Dayanamadı, onu istiyordu ve ne kadar zor olursa olsun, yakında istediğini elde etmeyi planlıyordu. Hiçbir kadın ona karşı koyamamıştı ve Suzanne... o da istisna olmayacaktı.
Ertesi gün.
"Kahretsin! Geç kaldım!" diye düşündü Suzanne, tamamen telaşlı bir halde.
Topuklu ayakkabı giydiğini bildiği için acele ederken dikkatliydi. Bu tür ayakkabılarla yürümekte hiç başarılı olmamıştı.
Güvenlik görevlisine ulaştığında derin bir nefes aldı, neyse ki o bir şey demedi; onu bir buçuk yıldır tanıyordu.
Şirkete girerken neredeyse herkese çarptı. Saate baktı; neredeyse 08:34'tü.

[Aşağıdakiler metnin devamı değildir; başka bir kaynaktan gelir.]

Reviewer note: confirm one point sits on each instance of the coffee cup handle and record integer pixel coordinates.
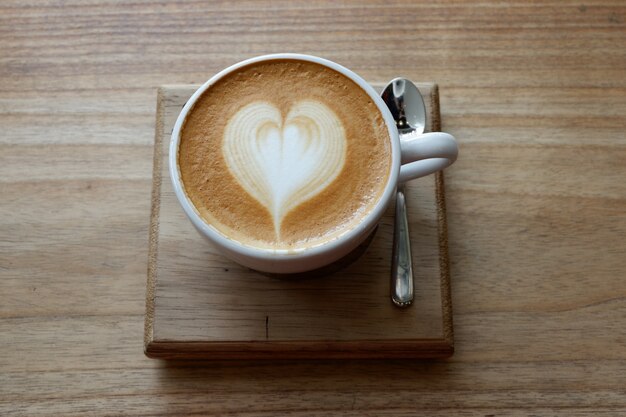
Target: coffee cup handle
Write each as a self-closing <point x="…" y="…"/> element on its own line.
<point x="425" y="154"/>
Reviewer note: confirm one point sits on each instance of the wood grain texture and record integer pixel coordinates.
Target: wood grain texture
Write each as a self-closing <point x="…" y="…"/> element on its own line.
<point x="536" y="93"/>
<point x="201" y="305"/>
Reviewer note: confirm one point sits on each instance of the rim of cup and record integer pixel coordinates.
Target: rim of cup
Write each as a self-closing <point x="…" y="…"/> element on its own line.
<point x="359" y="231"/>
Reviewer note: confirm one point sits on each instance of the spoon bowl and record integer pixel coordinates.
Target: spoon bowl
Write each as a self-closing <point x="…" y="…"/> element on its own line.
<point x="409" y="112"/>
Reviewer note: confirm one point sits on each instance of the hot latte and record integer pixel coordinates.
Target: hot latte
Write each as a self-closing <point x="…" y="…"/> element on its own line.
<point x="284" y="154"/>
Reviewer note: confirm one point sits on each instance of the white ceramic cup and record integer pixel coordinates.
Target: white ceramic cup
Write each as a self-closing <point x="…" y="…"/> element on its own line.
<point x="417" y="157"/>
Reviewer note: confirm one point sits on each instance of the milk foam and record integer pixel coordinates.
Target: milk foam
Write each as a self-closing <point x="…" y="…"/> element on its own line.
<point x="283" y="163"/>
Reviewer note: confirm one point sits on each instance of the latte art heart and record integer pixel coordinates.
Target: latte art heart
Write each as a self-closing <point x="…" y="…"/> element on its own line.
<point x="283" y="163"/>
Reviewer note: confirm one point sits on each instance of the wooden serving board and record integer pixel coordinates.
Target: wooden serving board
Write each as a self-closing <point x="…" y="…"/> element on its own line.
<point x="201" y="305"/>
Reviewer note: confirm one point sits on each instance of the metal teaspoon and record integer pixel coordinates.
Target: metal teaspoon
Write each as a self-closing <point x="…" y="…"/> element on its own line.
<point x="408" y="110"/>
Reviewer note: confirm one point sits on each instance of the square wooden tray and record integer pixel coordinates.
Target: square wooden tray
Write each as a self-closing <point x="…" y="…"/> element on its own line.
<point x="201" y="305"/>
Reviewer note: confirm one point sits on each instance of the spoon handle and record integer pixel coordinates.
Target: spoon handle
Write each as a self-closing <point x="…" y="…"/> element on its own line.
<point x="401" y="266"/>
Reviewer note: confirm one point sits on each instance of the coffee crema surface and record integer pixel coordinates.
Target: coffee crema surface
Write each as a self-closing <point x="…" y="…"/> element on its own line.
<point x="284" y="154"/>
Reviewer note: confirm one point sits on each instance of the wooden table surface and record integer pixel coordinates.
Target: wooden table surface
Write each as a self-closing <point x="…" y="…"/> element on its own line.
<point x="535" y="93"/>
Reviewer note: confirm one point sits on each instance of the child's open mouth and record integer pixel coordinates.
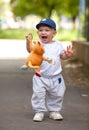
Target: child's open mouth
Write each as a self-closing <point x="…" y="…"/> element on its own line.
<point x="44" y="37"/>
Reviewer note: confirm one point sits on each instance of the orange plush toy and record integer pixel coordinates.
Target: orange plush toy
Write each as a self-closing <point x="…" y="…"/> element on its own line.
<point x="35" y="58"/>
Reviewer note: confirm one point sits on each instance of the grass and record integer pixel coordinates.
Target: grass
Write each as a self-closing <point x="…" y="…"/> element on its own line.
<point x="20" y="34"/>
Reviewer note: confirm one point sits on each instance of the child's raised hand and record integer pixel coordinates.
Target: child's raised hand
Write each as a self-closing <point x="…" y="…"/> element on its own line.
<point x="69" y="52"/>
<point x="29" y="36"/>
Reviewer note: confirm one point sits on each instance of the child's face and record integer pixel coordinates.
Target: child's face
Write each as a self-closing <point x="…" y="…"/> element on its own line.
<point x="46" y="34"/>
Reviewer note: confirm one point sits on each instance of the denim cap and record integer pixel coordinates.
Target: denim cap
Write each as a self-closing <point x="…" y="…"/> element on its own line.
<point x="46" y="22"/>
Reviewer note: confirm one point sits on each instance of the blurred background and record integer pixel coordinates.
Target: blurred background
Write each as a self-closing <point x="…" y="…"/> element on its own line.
<point x="18" y="17"/>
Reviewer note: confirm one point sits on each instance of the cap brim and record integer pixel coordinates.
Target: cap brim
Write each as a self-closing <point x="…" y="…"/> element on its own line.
<point x="42" y="24"/>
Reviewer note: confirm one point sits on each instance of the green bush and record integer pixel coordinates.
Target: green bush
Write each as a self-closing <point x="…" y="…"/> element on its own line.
<point x="21" y="33"/>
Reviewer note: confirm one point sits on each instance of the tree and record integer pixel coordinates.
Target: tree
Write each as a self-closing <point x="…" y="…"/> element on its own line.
<point x="87" y="20"/>
<point x="44" y="8"/>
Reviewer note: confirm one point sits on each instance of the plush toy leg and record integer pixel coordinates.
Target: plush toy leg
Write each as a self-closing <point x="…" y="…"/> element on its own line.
<point x="24" y="67"/>
<point x="38" y="72"/>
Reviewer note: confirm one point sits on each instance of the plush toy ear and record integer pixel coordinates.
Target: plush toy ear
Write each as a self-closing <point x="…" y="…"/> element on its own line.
<point x="39" y="43"/>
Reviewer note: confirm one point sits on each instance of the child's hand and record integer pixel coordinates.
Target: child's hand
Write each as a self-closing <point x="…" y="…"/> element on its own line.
<point x="69" y="52"/>
<point x="29" y="36"/>
<point x="51" y="61"/>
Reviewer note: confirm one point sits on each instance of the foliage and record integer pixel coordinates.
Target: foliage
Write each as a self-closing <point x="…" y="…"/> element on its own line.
<point x="21" y="33"/>
<point x="44" y="8"/>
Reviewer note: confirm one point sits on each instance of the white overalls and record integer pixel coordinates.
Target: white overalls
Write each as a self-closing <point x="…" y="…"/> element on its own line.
<point x="50" y="83"/>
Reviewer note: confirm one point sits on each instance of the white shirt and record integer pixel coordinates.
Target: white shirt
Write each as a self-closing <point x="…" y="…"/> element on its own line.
<point x="53" y="51"/>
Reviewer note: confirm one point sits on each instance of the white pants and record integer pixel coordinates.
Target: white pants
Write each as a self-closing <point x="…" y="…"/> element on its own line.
<point x="54" y="88"/>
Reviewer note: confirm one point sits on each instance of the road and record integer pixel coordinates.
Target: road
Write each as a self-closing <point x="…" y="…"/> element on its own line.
<point x="15" y="105"/>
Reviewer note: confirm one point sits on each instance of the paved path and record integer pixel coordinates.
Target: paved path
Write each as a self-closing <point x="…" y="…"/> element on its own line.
<point x="15" y="106"/>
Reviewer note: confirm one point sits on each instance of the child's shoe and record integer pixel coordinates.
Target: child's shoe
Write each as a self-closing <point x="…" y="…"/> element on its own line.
<point x="55" y="116"/>
<point x="38" y="117"/>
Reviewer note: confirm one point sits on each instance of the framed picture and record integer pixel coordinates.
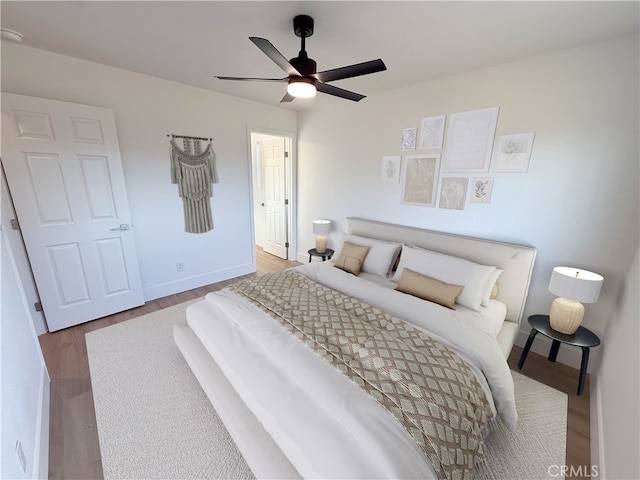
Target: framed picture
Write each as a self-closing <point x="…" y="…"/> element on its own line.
<point x="408" y="141"/>
<point x="391" y="169"/>
<point x="481" y="190"/>
<point x="514" y="153"/>
<point x="420" y="179"/>
<point x="453" y="193"/>
<point x="432" y="132"/>
<point x="470" y="140"/>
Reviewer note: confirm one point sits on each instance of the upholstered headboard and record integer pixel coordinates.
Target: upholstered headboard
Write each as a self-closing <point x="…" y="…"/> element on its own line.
<point x="516" y="260"/>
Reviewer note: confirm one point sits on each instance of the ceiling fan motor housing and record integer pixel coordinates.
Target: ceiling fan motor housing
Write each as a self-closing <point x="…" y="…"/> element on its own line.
<point x="304" y="65"/>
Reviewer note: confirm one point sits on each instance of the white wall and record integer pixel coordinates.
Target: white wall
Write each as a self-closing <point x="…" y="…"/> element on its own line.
<point x="615" y="405"/>
<point x="24" y="382"/>
<point x="146" y="110"/>
<point x="578" y="203"/>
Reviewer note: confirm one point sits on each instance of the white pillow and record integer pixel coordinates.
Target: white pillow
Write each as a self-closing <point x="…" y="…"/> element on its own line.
<point x="381" y="257"/>
<point x="488" y="287"/>
<point x="446" y="268"/>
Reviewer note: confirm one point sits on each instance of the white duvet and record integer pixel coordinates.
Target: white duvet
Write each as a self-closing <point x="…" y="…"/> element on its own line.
<point x="325" y="425"/>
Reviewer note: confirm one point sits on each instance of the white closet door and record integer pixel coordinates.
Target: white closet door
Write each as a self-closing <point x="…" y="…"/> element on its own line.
<point x="272" y="154"/>
<point x="62" y="163"/>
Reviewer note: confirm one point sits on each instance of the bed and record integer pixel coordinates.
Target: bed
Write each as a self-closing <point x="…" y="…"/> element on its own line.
<point x="302" y="399"/>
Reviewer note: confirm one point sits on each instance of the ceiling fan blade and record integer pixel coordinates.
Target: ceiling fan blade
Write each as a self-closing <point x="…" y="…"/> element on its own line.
<point x="338" y="92"/>
<point x="355" y="70"/>
<point x="287" y="98"/>
<point x="272" y="52"/>
<point x="251" y="79"/>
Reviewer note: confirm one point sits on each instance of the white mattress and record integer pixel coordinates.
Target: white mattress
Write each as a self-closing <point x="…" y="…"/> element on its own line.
<point x="326" y="426"/>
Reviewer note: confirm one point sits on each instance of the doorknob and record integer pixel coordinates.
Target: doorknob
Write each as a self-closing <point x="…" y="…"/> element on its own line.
<point x="124" y="227"/>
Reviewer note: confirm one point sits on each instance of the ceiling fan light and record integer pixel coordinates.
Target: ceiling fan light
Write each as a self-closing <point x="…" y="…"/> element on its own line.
<point x="301" y="87"/>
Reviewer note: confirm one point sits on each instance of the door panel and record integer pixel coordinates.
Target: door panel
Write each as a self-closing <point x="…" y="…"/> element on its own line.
<point x="273" y="165"/>
<point x="63" y="167"/>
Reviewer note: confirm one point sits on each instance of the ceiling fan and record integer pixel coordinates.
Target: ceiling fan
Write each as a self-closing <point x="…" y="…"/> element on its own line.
<point x="303" y="79"/>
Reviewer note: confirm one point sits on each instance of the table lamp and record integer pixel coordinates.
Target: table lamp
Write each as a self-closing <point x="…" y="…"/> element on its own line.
<point x="321" y="229"/>
<point x="573" y="286"/>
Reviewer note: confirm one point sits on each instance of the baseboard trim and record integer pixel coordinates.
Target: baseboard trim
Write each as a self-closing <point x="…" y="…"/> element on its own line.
<point x="596" y="427"/>
<point x="182" y="285"/>
<point x="41" y="453"/>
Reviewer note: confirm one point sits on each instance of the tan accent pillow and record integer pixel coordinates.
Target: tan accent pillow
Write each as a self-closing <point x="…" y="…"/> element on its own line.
<point x="351" y="257"/>
<point x="428" y="288"/>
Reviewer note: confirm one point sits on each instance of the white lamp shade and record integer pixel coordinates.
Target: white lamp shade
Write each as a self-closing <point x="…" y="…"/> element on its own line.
<point x="575" y="284"/>
<point x="321" y="227"/>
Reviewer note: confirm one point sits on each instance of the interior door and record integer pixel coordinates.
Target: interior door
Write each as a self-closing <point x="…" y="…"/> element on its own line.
<point x="62" y="163"/>
<point x="273" y="156"/>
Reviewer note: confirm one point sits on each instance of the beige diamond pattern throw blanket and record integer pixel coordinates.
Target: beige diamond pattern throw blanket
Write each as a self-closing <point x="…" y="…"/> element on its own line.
<point x="426" y="386"/>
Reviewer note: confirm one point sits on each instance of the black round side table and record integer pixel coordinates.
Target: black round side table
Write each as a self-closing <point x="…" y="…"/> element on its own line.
<point x="583" y="338"/>
<point x="326" y="255"/>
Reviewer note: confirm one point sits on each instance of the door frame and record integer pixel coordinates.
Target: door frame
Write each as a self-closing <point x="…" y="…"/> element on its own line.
<point x="290" y="185"/>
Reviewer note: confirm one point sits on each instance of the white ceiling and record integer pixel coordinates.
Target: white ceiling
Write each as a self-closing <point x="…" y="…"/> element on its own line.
<point x="190" y="42"/>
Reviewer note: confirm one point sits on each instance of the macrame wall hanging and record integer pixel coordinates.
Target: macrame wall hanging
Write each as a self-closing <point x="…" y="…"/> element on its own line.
<point x="193" y="170"/>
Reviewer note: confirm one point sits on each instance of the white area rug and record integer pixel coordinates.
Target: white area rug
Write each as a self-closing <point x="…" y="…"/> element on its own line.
<point x="155" y="422"/>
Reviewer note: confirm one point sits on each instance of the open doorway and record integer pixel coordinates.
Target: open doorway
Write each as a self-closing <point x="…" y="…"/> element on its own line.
<point x="273" y="201"/>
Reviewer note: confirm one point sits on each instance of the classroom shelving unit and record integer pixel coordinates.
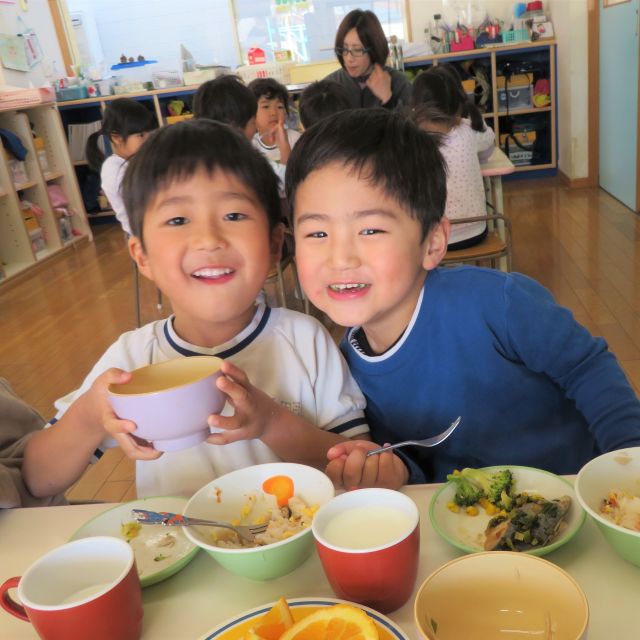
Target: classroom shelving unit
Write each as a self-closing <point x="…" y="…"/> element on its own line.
<point x="535" y="58"/>
<point x="24" y="245"/>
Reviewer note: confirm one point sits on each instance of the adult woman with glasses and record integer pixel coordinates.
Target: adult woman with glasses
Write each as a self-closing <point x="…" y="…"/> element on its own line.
<point x="362" y="50"/>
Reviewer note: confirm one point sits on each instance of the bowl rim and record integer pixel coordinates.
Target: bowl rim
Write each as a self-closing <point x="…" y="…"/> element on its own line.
<point x="154" y="365"/>
<point x="263" y="548"/>
<point x="594" y="514"/>
<point x="526" y="557"/>
<point x="540" y="551"/>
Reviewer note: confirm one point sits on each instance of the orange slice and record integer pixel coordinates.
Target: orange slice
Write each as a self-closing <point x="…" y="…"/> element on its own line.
<point x="281" y="487"/>
<point x="272" y="624"/>
<point x="341" y="622"/>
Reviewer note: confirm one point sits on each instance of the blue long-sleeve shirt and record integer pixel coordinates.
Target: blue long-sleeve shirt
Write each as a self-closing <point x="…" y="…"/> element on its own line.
<point x="532" y="385"/>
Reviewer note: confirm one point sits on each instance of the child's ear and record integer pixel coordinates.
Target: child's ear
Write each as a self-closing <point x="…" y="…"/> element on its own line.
<point x="139" y="256"/>
<point x="277" y="240"/>
<point x="435" y="244"/>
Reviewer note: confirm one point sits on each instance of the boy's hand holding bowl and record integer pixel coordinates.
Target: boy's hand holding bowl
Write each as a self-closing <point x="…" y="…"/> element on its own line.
<point x="169" y="404"/>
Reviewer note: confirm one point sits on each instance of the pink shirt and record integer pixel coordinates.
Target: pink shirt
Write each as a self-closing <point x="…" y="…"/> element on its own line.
<point x="465" y="189"/>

Patronunun onu parçalayacağını ve sonra balık gibi kızartacağını düşündü.
Küçük bir ses ona dramatik olmamasını söyledi, ama hala patronunun tam bir pislik olduğunu anlamamış gibiydi.
Bu çok güçlü bir kelimeydi ama her anlamda ona uyuyordu, özellikle de İngiliz olduğu için, bir buzdağından daha soğuktu, ama Suzanne, onun ne kadar kışkırtıcı olduğunu düşündüğünde bu eksik kalıyordu.
Gri gözlerinden koyu saçlarına, 1.85 boyunda, güçlü vücut yapısı, etkileyici bakışları ve yaydığı özgüven havasıyla, ofisinden çıkarken rujları bulaşmış her kadının arzuladığı bir faktördü.
Suzanne, üst kata ulaşana kadar merdivenleri tırmandı, bu yaklaşık 10 dakika sürdü ve asansör kapıları tam o sırada açıldığında küfretti.
"Şansım berbat," diye homurdandı kendi kendine.
Saçlarını geri itti ve ofisine oturdu, şikayet edemezdi; mini barından küçük buzdolabına kadar her şeye sahipti. Duvar saatine baktı, geç kaldığına inanamadı.
Patronunun zamanını yönetirdi, kaç dakika harcayacağına kadar her şeyi planlardı. Tableti masasına bıraktı ve odadaki Mac'i açtı.
Cihazı tekrar eline aldı ve günün programını kontrol etti. Program biraz boştu, bu onun için iyi bir başlangıçtı. O, yarım saattir onu beklediği için ahşap kapıyı çalmadı.
"Günaydın, Bay Stone, bugünkü programınızı getirdim," diye aceleyle konuştu ve en uygun yanıt "hı hı" olurdu.
Her şey tam bir sessizlik içindeydi. Suzanne içinden küfretti ve başını kaldırıp onun delici bakışıyla karşılaştı, zorla yutkundu ve onun kaşını kaldırdığını gördü.
Tanrı aşkına, bu insan nasıl bu kadar etkileyici olabilir? Erkeksi görünümü, mükemmel şekillendirilmiş siyah saçları ve açık griyle başlayıp kararan gözleri, bu sadece bir şey demekti:
O kızgın, ya da belki birini bitirmek üzere.
"Bana söyleyebilir misiniz, Bayan Peyton, haftanın ilk iş gününde neden geç kaldınız?"
"Ondan nefret ediyorum," diye düşündü Suzanne tiksintiyle.
Derin bir nefes aldı ve sahte bir gülümsemeyle cevap verdi, "Bir daha olmayacak. Bugünkü programınıza devam edeceğim. Birkaç dakika içinde Fransız yatırımcılarla bir toplantınız var ve Japonlar saat beşten sonra gelecekler. New York'un merkezinde bir restoranda akşam yemeği ayarladım."
Suzanne tekrar yukarı baktı. Hala onu izliyordu, onu süzüyordu. Duyduğu bir sonraki şey, Nathan'ın sandalyeden kalkıp ona doğru yürürken çıkan gıcırtıydı.
O hareketsiz kaldı, Nathan onun etrafında dolaşırken, tabletini elinden alıp cam masaya koydu.
"Benimle evlen."
Suzanne'ın kalbi hızla attı ve gözleri her zamankinden daha fazla açıldı.